Even as a young boy, perhaps no more than 10 or 11 years old, I had already wanted to learn Japanese.  It was the first foreign language I found interesting enough to want to learn.  My 2nd tongue is English, but since I grew up using it, I don’t think of it as a foreign language. 

My Dad bought me a Japanese book when I was still in primary school.  I no longer remember the book’s title, but for some reason the publisher’s name stuck in my head: Charles Tuttle Publishing.  To this day, when I see ‘Tuttle’, I feel a little nostalgic (and not unhappy that this company’s still around).

I know the very first word I learned: nani (what) and the very first sentence I learned: Kore wa nani desu ka?  (What is this?) Since I was self-teaching myself, from a book, I remember pronouncing this sentence like this: ko-reh wah nah-nee deh-soo ka?  All the while confident I was saying it properly.  This was before the Internet and YouTube, so it wasn’t that easy to check on the pronunciation. I should have said it as: koreh wa NAN des ka?

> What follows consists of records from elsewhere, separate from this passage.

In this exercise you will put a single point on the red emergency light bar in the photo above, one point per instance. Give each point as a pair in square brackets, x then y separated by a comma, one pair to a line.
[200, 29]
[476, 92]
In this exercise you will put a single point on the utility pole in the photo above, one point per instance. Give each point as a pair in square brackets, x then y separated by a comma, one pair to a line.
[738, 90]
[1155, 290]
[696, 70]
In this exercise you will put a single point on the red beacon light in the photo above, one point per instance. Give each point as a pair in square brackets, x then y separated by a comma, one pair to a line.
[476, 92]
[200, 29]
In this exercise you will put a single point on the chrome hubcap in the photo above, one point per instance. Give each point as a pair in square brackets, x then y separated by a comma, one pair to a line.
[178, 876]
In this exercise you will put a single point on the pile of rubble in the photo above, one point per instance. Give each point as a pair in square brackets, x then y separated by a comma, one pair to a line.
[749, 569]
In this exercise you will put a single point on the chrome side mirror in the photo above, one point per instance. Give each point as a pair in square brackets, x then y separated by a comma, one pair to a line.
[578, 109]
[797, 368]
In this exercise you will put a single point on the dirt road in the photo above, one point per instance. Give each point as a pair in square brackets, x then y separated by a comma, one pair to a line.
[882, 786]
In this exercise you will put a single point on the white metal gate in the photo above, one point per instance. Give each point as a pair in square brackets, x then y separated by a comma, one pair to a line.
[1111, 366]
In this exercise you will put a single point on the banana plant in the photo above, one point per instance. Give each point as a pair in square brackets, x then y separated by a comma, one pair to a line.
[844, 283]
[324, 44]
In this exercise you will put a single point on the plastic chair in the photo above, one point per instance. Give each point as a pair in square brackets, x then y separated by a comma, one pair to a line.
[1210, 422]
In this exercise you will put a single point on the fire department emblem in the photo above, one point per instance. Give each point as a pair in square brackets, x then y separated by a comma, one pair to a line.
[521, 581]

Though I was interested in learning, I can’t say I tried very hard.  You might call it a pastime. I never did get past individual words and phrases, even though I accumulated many of them.   At some point I was also able to read Katakana and Hiragana, but without understanding what I was reading.

Tonikaku (anyway), I am currently listening to Michel Thomas’s Foundation Japanese course, and plan to write down what I’ve learned.

Will learning Cantonese and Japanese (and maybe a little Mandarin) be confusing? Perhaps.  I don’t know.